Asal Usul Desa Sukun Panceng Gresik Membuka Tabir Sejarah Sukodono
![]() |
Sumur sukun/sastraNusa.id/Dok.Bapak Romadji |
SastraNusa.id.Gresik-Desa Sukodono di Kecamatan Panceng, Kabupaten Gresik, Jawa Timur, menyimpan narasi sejarah yang menarik dan penuh makna. Permukiman ini dikenal sebagai pusat kehidupan masyarakat dengan akar budaya yang kuat. Perjalanan panjang desa ini menjadi cerminan dinamika sosial dan kearifan lokal warganya. Pemahaman tentang asal usul Sukodono memberikan perspektif mendalam tentang identitas dan perkembangan wilayah tersebut hingga menjadi desa yang dikenal sekarang.
Nama Sukodono tidak muncul begitu saja melainkan hasil dari proses penggabungan dan keinginan masyarakat untuk hidup lebih baik. Dua komunitas awal menjadi fondasi utama berdirinya desa ini. Cerita turun-temurun menjadi sumber utama untuk memahami peristiwa masa lampau tersebut. Kisah ini bukan hanya tentang tempat tetapi juga tentang manusia, perjuangan, dan harmoni yang dicapai melalui penyatuan.

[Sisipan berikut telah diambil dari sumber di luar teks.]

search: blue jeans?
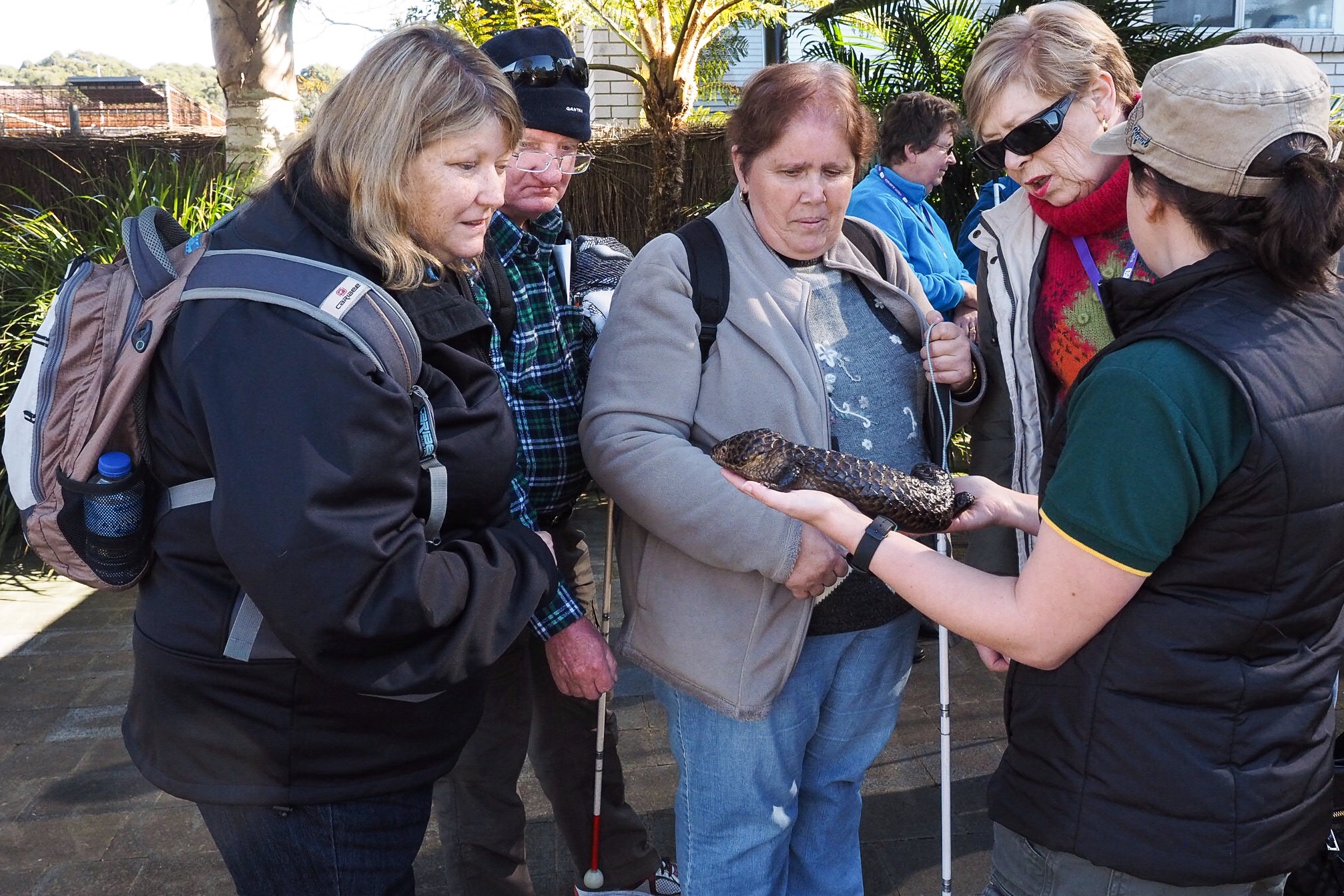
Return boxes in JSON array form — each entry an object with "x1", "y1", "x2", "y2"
[
  {"x1": 198, "y1": 783, "x2": 433, "y2": 896},
  {"x1": 980, "y1": 823, "x2": 1287, "y2": 896},
  {"x1": 655, "y1": 612, "x2": 920, "y2": 896}
]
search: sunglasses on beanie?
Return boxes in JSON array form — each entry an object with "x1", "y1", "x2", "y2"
[
  {"x1": 970, "y1": 94, "x2": 1074, "y2": 171},
  {"x1": 500, "y1": 57, "x2": 589, "y2": 87}
]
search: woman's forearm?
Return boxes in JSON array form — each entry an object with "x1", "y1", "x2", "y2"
[
  {"x1": 820, "y1": 508, "x2": 1039, "y2": 661},
  {"x1": 819, "y1": 502, "x2": 1142, "y2": 669}
]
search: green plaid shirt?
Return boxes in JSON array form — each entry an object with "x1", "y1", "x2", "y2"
[{"x1": 476, "y1": 208, "x2": 589, "y2": 638}]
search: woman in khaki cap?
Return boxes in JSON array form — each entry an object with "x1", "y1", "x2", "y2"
[{"x1": 739, "y1": 45, "x2": 1344, "y2": 896}]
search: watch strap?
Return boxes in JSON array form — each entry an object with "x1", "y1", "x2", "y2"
[{"x1": 850, "y1": 516, "x2": 896, "y2": 572}]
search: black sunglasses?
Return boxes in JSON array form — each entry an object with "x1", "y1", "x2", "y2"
[
  {"x1": 970, "y1": 94, "x2": 1074, "y2": 171},
  {"x1": 500, "y1": 57, "x2": 587, "y2": 87}
]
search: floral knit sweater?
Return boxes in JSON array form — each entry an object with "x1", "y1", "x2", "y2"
[{"x1": 1030, "y1": 159, "x2": 1156, "y2": 403}]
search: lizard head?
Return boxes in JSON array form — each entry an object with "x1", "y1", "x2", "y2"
[{"x1": 709, "y1": 430, "x2": 791, "y2": 485}]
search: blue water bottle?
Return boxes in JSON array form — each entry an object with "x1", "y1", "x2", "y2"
[{"x1": 83, "y1": 452, "x2": 147, "y2": 584}]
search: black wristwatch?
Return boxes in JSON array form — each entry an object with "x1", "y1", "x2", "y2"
[{"x1": 850, "y1": 516, "x2": 896, "y2": 572}]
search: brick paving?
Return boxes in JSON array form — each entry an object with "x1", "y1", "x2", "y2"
[{"x1": 0, "y1": 506, "x2": 1004, "y2": 896}]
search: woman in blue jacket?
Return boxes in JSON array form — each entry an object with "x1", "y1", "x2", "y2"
[
  {"x1": 848, "y1": 91, "x2": 976, "y2": 340},
  {"x1": 739, "y1": 44, "x2": 1344, "y2": 896}
]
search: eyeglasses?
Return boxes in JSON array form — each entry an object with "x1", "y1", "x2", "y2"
[
  {"x1": 970, "y1": 94, "x2": 1074, "y2": 171},
  {"x1": 500, "y1": 57, "x2": 589, "y2": 87},
  {"x1": 513, "y1": 149, "x2": 594, "y2": 175}
]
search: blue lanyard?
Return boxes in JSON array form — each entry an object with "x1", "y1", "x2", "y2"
[
  {"x1": 1072, "y1": 236, "x2": 1138, "y2": 305},
  {"x1": 878, "y1": 165, "x2": 948, "y2": 261}
]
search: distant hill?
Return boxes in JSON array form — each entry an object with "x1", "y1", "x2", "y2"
[
  {"x1": 0, "y1": 49, "x2": 224, "y2": 111},
  {"x1": 0, "y1": 49, "x2": 346, "y2": 121}
]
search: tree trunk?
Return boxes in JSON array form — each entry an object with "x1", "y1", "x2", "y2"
[
  {"x1": 208, "y1": 0, "x2": 298, "y2": 177},
  {"x1": 644, "y1": 73, "x2": 689, "y2": 239}
]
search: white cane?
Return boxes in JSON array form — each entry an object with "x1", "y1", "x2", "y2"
[
  {"x1": 924, "y1": 318, "x2": 952, "y2": 896},
  {"x1": 583, "y1": 497, "x2": 615, "y2": 889},
  {"x1": 938, "y1": 534, "x2": 952, "y2": 896}
]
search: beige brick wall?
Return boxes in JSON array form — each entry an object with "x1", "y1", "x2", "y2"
[{"x1": 574, "y1": 25, "x2": 641, "y2": 130}]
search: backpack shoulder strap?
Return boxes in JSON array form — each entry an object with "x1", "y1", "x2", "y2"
[
  {"x1": 840, "y1": 217, "x2": 890, "y2": 280},
  {"x1": 171, "y1": 248, "x2": 448, "y2": 542},
  {"x1": 676, "y1": 217, "x2": 729, "y2": 364},
  {"x1": 182, "y1": 248, "x2": 420, "y2": 392},
  {"x1": 476, "y1": 246, "x2": 517, "y2": 342}
]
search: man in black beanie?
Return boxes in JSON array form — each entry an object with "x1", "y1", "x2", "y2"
[{"x1": 436, "y1": 25, "x2": 681, "y2": 896}]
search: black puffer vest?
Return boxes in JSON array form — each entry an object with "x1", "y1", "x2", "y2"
[{"x1": 989, "y1": 253, "x2": 1344, "y2": 887}]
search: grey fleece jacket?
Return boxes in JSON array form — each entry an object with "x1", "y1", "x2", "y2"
[{"x1": 579, "y1": 195, "x2": 984, "y2": 719}]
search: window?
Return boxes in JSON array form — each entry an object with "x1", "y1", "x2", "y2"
[{"x1": 1153, "y1": 0, "x2": 1335, "y2": 31}]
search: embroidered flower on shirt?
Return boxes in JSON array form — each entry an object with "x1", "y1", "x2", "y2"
[
  {"x1": 813, "y1": 342, "x2": 863, "y2": 383},
  {"x1": 827, "y1": 398, "x2": 872, "y2": 430}
]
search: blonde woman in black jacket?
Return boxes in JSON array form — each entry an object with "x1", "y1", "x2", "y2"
[{"x1": 123, "y1": 25, "x2": 558, "y2": 896}]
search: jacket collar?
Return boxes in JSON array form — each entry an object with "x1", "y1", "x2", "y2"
[
  {"x1": 1100, "y1": 250, "x2": 1255, "y2": 337},
  {"x1": 709, "y1": 189, "x2": 933, "y2": 338},
  {"x1": 486, "y1": 205, "x2": 565, "y2": 265},
  {"x1": 870, "y1": 165, "x2": 929, "y2": 205}
]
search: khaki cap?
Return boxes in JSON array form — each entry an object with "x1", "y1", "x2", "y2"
[{"x1": 1091, "y1": 43, "x2": 1331, "y2": 196}]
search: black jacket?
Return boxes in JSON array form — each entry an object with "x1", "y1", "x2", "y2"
[
  {"x1": 122, "y1": 167, "x2": 558, "y2": 805},
  {"x1": 989, "y1": 253, "x2": 1344, "y2": 887}
]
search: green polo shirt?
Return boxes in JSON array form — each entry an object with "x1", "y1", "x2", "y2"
[{"x1": 1040, "y1": 338, "x2": 1251, "y2": 576}]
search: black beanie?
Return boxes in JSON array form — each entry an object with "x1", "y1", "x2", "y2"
[{"x1": 481, "y1": 25, "x2": 593, "y2": 141}]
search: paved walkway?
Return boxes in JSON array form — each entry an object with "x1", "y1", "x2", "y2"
[{"x1": 0, "y1": 506, "x2": 1004, "y2": 896}]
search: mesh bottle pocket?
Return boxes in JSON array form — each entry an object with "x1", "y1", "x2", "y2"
[{"x1": 57, "y1": 469, "x2": 152, "y2": 587}]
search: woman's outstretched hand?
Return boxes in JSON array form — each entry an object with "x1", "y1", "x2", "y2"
[
  {"x1": 920, "y1": 312, "x2": 974, "y2": 392},
  {"x1": 948, "y1": 476, "x2": 1006, "y2": 532},
  {"x1": 948, "y1": 476, "x2": 1040, "y2": 534}
]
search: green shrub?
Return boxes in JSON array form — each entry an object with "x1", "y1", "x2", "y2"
[{"x1": 0, "y1": 153, "x2": 244, "y2": 563}]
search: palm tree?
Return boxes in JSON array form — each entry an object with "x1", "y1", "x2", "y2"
[
  {"x1": 208, "y1": 0, "x2": 298, "y2": 176},
  {"x1": 799, "y1": 0, "x2": 1230, "y2": 231},
  {"x1": 582, "y1": 0, "x2": 790, "y2": 238}
]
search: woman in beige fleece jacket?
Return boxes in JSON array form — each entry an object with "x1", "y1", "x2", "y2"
[{"x1": 581, "y1": 63, "x2": 982, "y2": 896}]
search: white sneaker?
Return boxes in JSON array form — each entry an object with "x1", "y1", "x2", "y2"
[{"x1": 574, "y1": 859, "x2": 681, "y2": 896}]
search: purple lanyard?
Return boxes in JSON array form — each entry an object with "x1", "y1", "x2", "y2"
[
  {"x1": 1072, "y1": 236, "x2": 1138, "y2": 304},
  {"x1": 878, "y1": 165, "x2": 948, "y2": 261}
]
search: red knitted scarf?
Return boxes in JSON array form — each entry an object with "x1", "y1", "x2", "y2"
[{"x1": 1028, "y1": 159, "x2": 1154, "y2": 402}]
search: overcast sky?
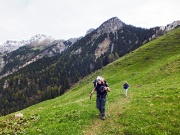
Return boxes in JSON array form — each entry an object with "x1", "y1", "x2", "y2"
[{"x1": 0, "y1": 0, "x2": 180, "y2": 43}]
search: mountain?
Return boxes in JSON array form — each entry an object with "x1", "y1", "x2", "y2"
[
  {"x1": 0, "y1": 28, "x2": 180, "y2": 135},
  {"x1": 0, "y1": 17, "x2": 179, "y2": 115},
  {"x1": 0, "y1": 35, "x2": 78, "y2": 78}
]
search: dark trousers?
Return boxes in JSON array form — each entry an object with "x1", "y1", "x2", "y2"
[{"x1": 96, "y1": 96, "x2": 106, "y2": 116}]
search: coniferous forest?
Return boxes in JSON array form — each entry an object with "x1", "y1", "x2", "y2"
[{"x1": 0, "y1": 25, "x2": 155, "y2": 115}]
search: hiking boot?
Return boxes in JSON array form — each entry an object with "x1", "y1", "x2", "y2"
[{"x1": 101, "y1": 116, "x2": 105, "y2": 120}]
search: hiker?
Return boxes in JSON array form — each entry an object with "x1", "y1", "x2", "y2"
[
  {"x1": 123, "y1": 81, "x2": 129, "y2": 97},
  {"x1": 89, "y1": 76, "x2": 110, "y2": 120}
]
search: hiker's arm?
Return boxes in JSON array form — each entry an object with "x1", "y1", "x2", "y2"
[{"x1": 89, "y1": 88, "x2": 96, "y2": 96}]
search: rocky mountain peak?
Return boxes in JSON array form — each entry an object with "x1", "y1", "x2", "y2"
[{"x1": 97, "y1": 17, "x2": 125, "y2": 33}]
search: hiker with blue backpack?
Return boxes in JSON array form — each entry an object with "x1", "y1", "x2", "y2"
[{"x1": 89, "y1": 76, "x2": 110, "y2": 120}]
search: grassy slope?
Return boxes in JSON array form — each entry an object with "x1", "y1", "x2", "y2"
[{"x1": 0, "y1": 28, "x2": 180, "y2": 135}]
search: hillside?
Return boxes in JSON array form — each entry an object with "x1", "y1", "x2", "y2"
[
  {"x1": 0, "y1": 17, "x2": 159, "y2": 115},
  {"x1": 0, "y1": 28, "x2": 180, "y2": 135}
]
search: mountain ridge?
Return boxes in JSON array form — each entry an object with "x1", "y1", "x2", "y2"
[
  {"x1": 0, "y1": 28, "x2": 180, "y2": 135},
  {"x1": 0, "y1": 18, "x2": 179, "y2": 115}
]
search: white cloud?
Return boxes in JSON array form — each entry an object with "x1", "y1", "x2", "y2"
[{"x1": 0, "y1": 0, "x2": 180, "y2": 42}]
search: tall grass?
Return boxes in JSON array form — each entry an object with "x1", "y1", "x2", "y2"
[{"x1": 0, "y1": 28, "x2": 180, "y2": 135}]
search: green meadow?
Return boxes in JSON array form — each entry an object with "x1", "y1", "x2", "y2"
[{"x1": 0, "y1": 28, "x2": 180, "y2": 135}]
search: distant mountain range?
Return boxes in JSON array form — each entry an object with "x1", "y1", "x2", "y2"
[{"x1": 0, "y1": 17, "x2": 180, "y2": 115}]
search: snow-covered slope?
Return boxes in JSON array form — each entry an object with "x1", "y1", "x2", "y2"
[{"x1": 0, "y1": 34, "x2": 54, "y2": 54}]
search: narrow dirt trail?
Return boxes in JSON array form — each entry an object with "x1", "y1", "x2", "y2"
[{"x1": 83, "y1": 95, "x2": 132, "y2": 135}]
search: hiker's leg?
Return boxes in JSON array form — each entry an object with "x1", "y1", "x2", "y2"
[
  {"x1": 101, "y1": 97, "x2": 106, "y2": 116},
  {"x1": 96, "y1": 97, "x2": 101, "y2": 113}
]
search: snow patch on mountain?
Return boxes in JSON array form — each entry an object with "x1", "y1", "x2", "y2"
[{"x1": 0, "y1": 34, "x2": 54, "y2": 54}]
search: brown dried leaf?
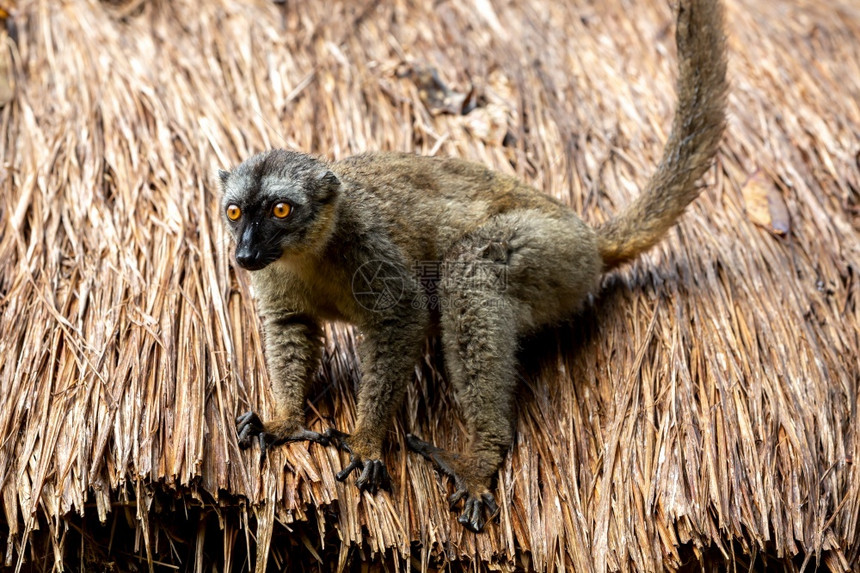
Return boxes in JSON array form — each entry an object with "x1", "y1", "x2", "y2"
[
  {"x1": 409, "y1": 66, "x2": 477, "y2": 115},
  {"x1": 741, "y1": 170, "x2": 791, "y2": 236}
]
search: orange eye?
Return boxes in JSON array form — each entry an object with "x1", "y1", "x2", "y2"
[
  {"x1": 227, "y1": 205, "x2": 242, "y2": 221},
  {"x1": 272, "y1": 203, "x2": 293, "y2": 219}
]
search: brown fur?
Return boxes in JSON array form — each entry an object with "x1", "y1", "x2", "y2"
[{"x1": 221, "y1": 0, "x2": 727, "y2": 531}]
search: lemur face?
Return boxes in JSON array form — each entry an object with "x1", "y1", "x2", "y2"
[{"x1": 218, "y1": 149, "x2": 340, "y2": 271}]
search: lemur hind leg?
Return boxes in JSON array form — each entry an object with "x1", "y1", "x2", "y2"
[
  {"x1": 408, "y1": 211, "x2": 600, "y2": 531},
  {"x1": 407, "y1": 222, "x2": 517, "y2": 532}
]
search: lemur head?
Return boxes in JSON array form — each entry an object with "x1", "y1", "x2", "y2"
[{"x1": 218, "y1": 149, "x2": 340, "y2": 271}]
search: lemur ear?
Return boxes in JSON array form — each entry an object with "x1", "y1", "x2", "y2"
[
  {"x1": 314, "y1": 169, "x2": 340, "y2": 201},
  {"x1": 317, "y1": 169, "x2": 340, "y2": 189}
]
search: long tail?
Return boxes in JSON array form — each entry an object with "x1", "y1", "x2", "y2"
[{"x1": 597, "y1": 0, "x2": 728, "y2": 270}]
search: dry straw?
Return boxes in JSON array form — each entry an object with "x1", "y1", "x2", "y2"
[{"x1": 0, "y1": 0, "x2": 860, "y2": 572}]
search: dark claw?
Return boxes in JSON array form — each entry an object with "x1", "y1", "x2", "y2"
[
  {"x1": 406, "y1": 434, "x2": 458, "y2": 480},
  {"x1": 321, "y1": 428, "x2": 352, "y2": 453},
  {"x1": 406, "y1": 434, "x2": 499, "y2": 533},
  {"x1": 284, "y1": 428, "x2": 331, "y2": 446},
  {"x1": 481, "y1": 492, "x2": 499, "y2": 521},
  {"x1": 236, "y1": 412, "x2": 337, "y2": 467},
  {"x1": 448, "y1": 486, "x2": 469, "y2": 511},
  {"x1": 334, "y1": 457, "x2": 362, "y2": 481},
  {"x1": 457, "y1": 496, "x2": 484, "y2": 533},
  {"x1": 335, "y1": 456, "x2": 391, "y2": 493}
]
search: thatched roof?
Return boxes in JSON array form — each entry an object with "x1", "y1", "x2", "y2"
[{"x1": 0, "y1": 0, "x2": 860, "y2": 571}]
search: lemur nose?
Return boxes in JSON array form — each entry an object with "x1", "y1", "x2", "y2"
[{"x1": 236, "y1": 249, "x2": 261, "y2": 270}]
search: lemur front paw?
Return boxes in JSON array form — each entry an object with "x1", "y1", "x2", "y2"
[
  {"x1": 448, "y1": 484, "x2": 499, "y2": 533},
  {"x1": 323, "y1": 429, "x2": 391, "y2": 493},
  {"x1": 236, "y1": 412, "x2": 330, "y2": 463}
]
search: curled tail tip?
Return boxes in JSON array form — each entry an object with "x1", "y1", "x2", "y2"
[{"x1": 597, "y1": 0, "x2": 728, "y2": 270}]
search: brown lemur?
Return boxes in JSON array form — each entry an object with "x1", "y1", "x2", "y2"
[{"x1": 219, "y1": 0, "x2": 727, "y2": 531}]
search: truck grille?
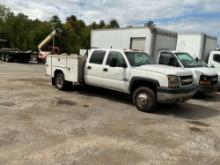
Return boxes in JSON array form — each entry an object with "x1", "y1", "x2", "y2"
[
  {"x1": 200, "y1": 75, "x2": 218, "y2": 85},
  {"x1": 180, "y1": 76, "x2": 193, "y2": 86}
]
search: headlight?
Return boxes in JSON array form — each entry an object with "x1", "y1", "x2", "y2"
[{"x1": 167, "y1": 75, "x2": 180, "y2": 88}]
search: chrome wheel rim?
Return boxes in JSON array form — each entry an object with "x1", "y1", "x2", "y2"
[
  {"x1": 137, "y1": 93, "x2": 149, "y2": 107},
  {"x1": 56, "y1": 76, "x2": 63, "y2": 88}
]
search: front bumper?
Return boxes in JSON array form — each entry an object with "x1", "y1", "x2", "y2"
[
  {"x1": 198, "y1": 82, "x2": 220, "y2": 93},
  {"x1": 157, "y1": 85, "x2": 197, "y2": 103}
]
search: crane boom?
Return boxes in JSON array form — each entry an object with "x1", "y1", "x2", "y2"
[{"x1": 38, "y1": 30, "x2": 57, "y2": 52}]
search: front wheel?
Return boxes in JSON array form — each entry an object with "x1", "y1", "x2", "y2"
[{"x1": 133, "y1": 87, "x2": 157, "y2": 112}]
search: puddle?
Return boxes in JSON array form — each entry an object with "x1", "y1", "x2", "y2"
[
  {"x1": 83, "y1": 104, "x2": 90, "y2": 108},
  {"x1": 189, "y1": 127, "x2": 203, "y2": 132},
  {"x1": 0, "y1": 102, "x2": 15, "y2": 107},
  {"x1": 52, "y1": 98, "x2": 76, "y2": 106},
  {"x1": 187, "y1": 121, "x2": 210, "y2": 127}
]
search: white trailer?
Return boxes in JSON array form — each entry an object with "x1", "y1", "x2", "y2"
[
  {"x1": 91, "y1": 27, "x2": 177, "y2": 59},
  {"x1": 176, "y1": 33, "x2": 217, "y2": 62}
]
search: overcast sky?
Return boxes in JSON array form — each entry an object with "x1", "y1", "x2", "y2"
[{"x1": 0, "y1": 0, "x2": 220, "y2": 43}]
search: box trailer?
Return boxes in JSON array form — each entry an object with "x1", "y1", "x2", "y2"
[
  {"x1": 176, "y1": 33, "x2": 217, "y2": 62},
  {"x1": 91, "y1": 27, "x2": 177, "y2": 58}
]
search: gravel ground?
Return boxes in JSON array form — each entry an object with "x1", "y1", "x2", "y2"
[{"x1": 0, "y1": 62, "x2": 220, "y2": 165}]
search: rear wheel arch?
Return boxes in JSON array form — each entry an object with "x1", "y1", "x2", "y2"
[{"x1": 129, "y1": 77, "x2": 160, "y2": 94}]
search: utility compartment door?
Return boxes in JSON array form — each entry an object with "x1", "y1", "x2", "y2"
[
  {"x1": 130, "y1": 37, "x2": 146, "y2": 51},
  {"x1": 52, "y1": 55, "x2": 67, "y2": 68},
  {"x1": 65, "y1": 58, "x2": 79, "y2": 82},
  {"x1": 46, "y1": 56, "x2": 52, "y2": 76}
]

Keberadaan Sukodono saat ini merupakan warisan dari keputusan strategis dan kondisi sosial yang dialami pendahulu. Transformasi dari dua kampung terpisah menjadi satu kesatuan administratif menandai babak baru. Peninggalan fisik maupun kisah lisan terus dirawat sebagai pengingat akan perjalanan panjang desa. Memahami awal mula Sukodono sama dengan menghormati jejak para pendiri dan penghuni pertamanya.
Penyatuan Dua Kampung Sukun dan Bawono
Sejarah Desa Sukodono bermula jauh sebelum tahun 1948, tepatnya pada masa dua perkampungan terpisah masih berdiri sendiri. Kampung pertama bernama Sukun, dikenal sebagai tempat bermukimnya individu-individu dengan kemampuan khusus. Masyarakat Sukun diyakini memiliki pengetahuan dan ketangguhan yang membuat wilayah tersebut relatif aman. Kehidupan di Sukun berjalan dengan tatanan tradisional yang kuat dan penghormatan pada nilai-nilai tertentu.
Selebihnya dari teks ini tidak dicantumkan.